Une histoire d'amour au temps des Khmers Rouges. A droite des photos extraites du livre

Ces ouvrages n’affichent pas l’ambition de dire l’histoire. On ressort au contraire de la lecture de chacun d’eux avec le sentiment que, pour l’essentiel, l’histoire de la période khmère Rouge est dite et qu’il faut désormais la traduire en mémoire. Il s’agira donc de proposer aux générations futures une vision d’un passé et de l’institutionnaliser dans des formes pérennes, éducatives par exemple, pour le soustraire à l’oubli.

Une lecture conjointe de ces deux ouvrages fait nettement apparaître que la notion de mémoire se décline : une mémoire au marteau, toute de vociférations et de répétitions ad nauseam, pour un passage en force de souvenirs que les Khmers veulent oublier; mais aussi une mémoire faite d’émotions, d’indicible et de silences qui se passera, elle, de discours d’appoint.

L’histoire de Bophana

Elisabeth Becker, correspondante de guerre au Cambodge en 1972, a fait partie de ces très rares étrangers non sympathisants à obtenir un visa pour visiter le Kampuchéa Démocratique en 1978. Elle y fera un nouveau voyage après la chute du régime de Pol Pot et commencera en 1982 un travail dans les archives de Tuol Slaeng dans l’intention de préparer un livre.

E. Becker est une des premières à faire des recherches dans les 20000 dossiers de Tuol Slaeng « compilations de centaines de milliers de pages de confessions, de photographies, d’instructions pour torturer ».

Elle est à la recherche d’une personnalité qui offre une clé pour comprendre la terreur de masse exercée par le régime khmer rouge : « quelque part dans la catégorie 8, je voulais trouver une de ces personnes, surtout une femme. Les femmes cambodgiennes ont été les plus pénétrantes pour observer la guerre, regardant la montée des prix  au marché, sentant la trop grande proximité de la ligne de front et se démenant pour sauver leur famille. Leur voix ont largement été ignorées par l’histoire ».

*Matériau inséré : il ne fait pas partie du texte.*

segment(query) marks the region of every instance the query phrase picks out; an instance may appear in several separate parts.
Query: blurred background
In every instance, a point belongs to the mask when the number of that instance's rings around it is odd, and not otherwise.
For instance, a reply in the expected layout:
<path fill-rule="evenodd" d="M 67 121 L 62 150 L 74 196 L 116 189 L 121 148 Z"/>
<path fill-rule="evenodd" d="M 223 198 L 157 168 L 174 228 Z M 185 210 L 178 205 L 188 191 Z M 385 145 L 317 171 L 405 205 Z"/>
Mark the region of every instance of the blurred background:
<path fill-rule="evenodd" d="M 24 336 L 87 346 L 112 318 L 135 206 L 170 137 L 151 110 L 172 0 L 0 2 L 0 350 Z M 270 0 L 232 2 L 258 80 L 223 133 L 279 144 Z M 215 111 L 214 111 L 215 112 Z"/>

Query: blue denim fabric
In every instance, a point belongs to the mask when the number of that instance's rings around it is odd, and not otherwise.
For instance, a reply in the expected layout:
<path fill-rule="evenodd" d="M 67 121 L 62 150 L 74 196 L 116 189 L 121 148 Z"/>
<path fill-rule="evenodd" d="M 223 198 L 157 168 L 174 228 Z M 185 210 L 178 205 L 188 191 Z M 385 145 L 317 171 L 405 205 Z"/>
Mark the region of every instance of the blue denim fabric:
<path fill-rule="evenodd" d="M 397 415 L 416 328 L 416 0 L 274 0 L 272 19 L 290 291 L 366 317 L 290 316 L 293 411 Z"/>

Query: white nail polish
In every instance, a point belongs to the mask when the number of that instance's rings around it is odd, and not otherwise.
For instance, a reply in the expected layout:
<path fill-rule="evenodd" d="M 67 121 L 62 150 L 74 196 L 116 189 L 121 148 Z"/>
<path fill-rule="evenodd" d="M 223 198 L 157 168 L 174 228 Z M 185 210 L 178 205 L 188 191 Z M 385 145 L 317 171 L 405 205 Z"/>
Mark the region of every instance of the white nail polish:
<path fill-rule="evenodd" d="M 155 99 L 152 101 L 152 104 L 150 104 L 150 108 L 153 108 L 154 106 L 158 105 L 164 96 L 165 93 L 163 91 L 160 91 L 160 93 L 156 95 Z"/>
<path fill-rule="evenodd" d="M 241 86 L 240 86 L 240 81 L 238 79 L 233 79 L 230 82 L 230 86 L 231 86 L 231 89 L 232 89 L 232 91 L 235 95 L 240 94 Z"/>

C’est quasiment par hasard qu’elle découvre le dossier de Bophana : « lorsque j’ai demandé son dossier, les archivistes ont agi comme si j’avais trouvé le numéro gagnant à la loterie ».

Le dossier allait révéler une incroyable histoire d’amour sous le régime khmer rouge. L’histoire de Bophana sera d’abord ignorée lors de la parution aux Etats-Unis du livre de Elisabeth Becker « When the war was over » et « sa légende prendra racine en France lorsqu’un jeune réalisateur cambodgien, Rithy Panh, décida de faire un fil sur elle ».

Pourquoi Bophana

Jeune fille éduquée de province, Bophana a 18 ans lorsqu’elle doit fuir le district de Baray dans la province  de Kompong Thom en proie à la guerre, perdant en route une partie de sa famille et son fiancé Ly Sitha.

Lors de la chute de la capitale, elle fera partie des très nombreux réfugiés de province à quitter Phnom Penh pour rejoindre leur village natal.

Le district de Baray avait été aux mains des communistes, vietnamiens puis khmers rouges, depuis 1970 et Bophana, considérée à son retour comme une privilégiée, sera l’objet de brimades et de privations.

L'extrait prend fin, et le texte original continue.